Beauty Routine as Performance Tool
Kim isn’t chasing runway points; she’s weaponizing confidence. A fresh set—currently a neutral gel with micro-glitter—signals control in a sport where wind, ice, and judges constantly rewrite the script. The ritual also forces downtime: 60 minutes off her feet equals 60 minutes of mental reset before she straps in for cab 1260 drills that torque her shoulder enough to dislocate a joint weeks before the Games.

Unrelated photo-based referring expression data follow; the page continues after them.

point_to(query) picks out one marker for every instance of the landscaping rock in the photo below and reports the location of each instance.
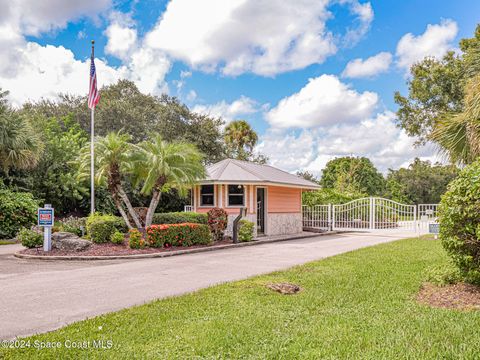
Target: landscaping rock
(69, 242)
(284, 288)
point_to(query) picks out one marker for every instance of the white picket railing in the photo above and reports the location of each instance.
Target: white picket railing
(317, 217)
(371, 213)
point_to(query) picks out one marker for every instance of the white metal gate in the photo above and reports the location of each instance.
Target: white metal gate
(371, 213)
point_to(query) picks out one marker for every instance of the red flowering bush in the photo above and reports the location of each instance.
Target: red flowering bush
(186, 234)
(217, 223)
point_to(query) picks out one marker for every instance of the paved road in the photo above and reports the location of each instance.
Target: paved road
(37, 296)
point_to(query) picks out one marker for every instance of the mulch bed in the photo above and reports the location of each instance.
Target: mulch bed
(459, 296)
(110, 249)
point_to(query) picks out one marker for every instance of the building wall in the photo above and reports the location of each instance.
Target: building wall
(283, 208)
(284, 223)
(284, 200)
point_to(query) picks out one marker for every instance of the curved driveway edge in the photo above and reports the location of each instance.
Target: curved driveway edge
(70, 291)
(170, 253)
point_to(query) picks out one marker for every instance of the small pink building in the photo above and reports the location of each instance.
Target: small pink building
(273, 197)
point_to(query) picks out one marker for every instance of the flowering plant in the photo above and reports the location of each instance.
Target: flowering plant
(186, 234)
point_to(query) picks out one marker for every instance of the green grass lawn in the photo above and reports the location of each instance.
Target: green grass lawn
(6, 242)
(355, 305)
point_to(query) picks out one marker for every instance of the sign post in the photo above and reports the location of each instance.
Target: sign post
(46, 219)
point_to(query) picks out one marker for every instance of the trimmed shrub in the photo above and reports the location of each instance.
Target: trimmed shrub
(71, 224)
(101, 227)
(117, 238)
(135, 239)
(186, 234)
(459, 217)
(30, 238)
(17, 210)
(179, 218)
(245, 231)
(217, 223)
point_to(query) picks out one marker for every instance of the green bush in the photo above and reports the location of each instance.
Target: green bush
(444, 275)
(17, 210)
(71, 224)
(117, 238)
(135, 239)
(100, 227)
(459, 217)
(245, 231)
(179, 218)
(186, 234)
(30, 238)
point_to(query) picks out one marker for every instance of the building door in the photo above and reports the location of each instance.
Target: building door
(260, 210)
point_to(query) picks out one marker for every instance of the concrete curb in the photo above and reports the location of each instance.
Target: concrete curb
(172, 253)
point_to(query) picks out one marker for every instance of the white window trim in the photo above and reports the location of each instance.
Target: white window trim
(200, 196)
(228, 197)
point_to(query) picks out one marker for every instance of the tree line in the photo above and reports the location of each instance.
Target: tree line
(41, 142)
(347, 178)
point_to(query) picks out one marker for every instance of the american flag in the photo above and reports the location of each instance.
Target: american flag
(93, 94)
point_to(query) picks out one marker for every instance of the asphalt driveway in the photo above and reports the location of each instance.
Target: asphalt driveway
(38, 296)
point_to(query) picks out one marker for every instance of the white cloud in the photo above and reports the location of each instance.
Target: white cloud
(263, 37)
(192, 95)
(435, 41)
(325, 100)
(45, 71)
(370, 67)
(121, 40)
(31, 71)
(364, 13)
(121, 35)
(35, 17)
(377, 138)
(229, 111)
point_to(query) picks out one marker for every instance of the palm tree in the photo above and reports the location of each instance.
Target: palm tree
(458, 134)
(240, 139)
(162, 165)
(20, 146)
(113, 158)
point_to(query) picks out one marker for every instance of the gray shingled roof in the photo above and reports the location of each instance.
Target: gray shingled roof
(237, 171)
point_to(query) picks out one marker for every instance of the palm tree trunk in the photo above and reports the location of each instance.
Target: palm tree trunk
(152, 207)
(129, 206)
(122, 212)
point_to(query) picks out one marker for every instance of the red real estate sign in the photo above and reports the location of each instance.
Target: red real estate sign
(45, 217)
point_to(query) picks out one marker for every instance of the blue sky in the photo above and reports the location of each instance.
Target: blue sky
(315, 78)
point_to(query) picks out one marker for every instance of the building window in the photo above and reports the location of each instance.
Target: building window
(207, 196)
(236, 195)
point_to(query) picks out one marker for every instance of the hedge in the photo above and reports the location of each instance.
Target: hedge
(186, 234)
(17, 210)
(100, 228)
(459, 217)
(179, 218)
(30, 238)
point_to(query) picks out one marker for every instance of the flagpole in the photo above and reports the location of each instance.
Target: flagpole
(92, 152)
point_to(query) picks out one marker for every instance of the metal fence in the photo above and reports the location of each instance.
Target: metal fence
(317, 217)
(371, 213)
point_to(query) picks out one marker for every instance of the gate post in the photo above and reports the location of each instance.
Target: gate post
(372, 213)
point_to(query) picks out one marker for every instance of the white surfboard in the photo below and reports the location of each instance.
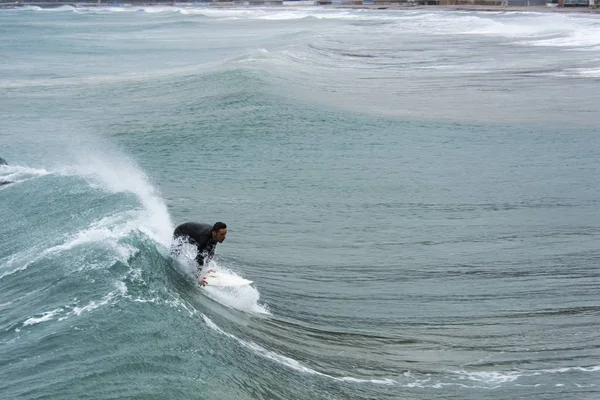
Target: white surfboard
(220, 278)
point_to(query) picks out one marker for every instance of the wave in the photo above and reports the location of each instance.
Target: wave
(288, 361)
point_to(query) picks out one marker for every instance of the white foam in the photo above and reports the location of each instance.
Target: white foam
(120, 291)
(287, 361)
(17, 173)
(117, 173)
(242, 298)
(47, 316)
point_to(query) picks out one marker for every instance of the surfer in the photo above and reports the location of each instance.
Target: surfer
(204, 236)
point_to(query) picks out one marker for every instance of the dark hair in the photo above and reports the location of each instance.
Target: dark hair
(218, 226)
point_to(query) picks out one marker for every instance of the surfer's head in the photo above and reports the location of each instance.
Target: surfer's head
(219, 232)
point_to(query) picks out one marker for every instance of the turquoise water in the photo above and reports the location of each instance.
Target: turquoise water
(414, 194)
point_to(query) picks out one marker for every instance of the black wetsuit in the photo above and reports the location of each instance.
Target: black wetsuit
(200, 235)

History on the Line in Cortina
When the 2026 Winter Games open next month, Kim will attempt what no woman has done in snowboard halfpipe: three consecutive Olympic golds. She won in PyeongChang at 17 and again in Beijing at 21; Cortina offers the three-peat.
Kim’s Halfpipe Resume
- 2018 PyeongChang: Gold, youngest woman to win Olympic snowboarding gold (17)
- 2022 Beijing: Gold, first woman to land back-to-back 1080s in an Olympic run
- 2025 World Cup season: Two first-place finishes, entered Cortina as top qualifier
- Signature tricks: Method Air, Frontside 1080, Cab 1260, back-to-back 1080s
From Shoulder Labrum to Full Send
A “silly fall” in early January tore Kim’s shoulder labrum, sidelining her from on-snow reps. Instagram updates insist she’s “good to go,” but limited training means she’ll enter Cortina with fewer wall hits than rivals. The toenail routine, ironically, is one health protocol she can still control while rehabbing.
Why Fans Should Care
Kim’s transparency flips the script on athlete perfection. Missing toenails, mid-flight nail ejections, and seat-back disposal humanize a competitor who routinely soars higher than most NBA rim-grazers. If she lands a three-peat while literally gluing herself together between runs, the moment transcends snowboarding—it becomes a masterclass in managing micro-damage on the biggest stage.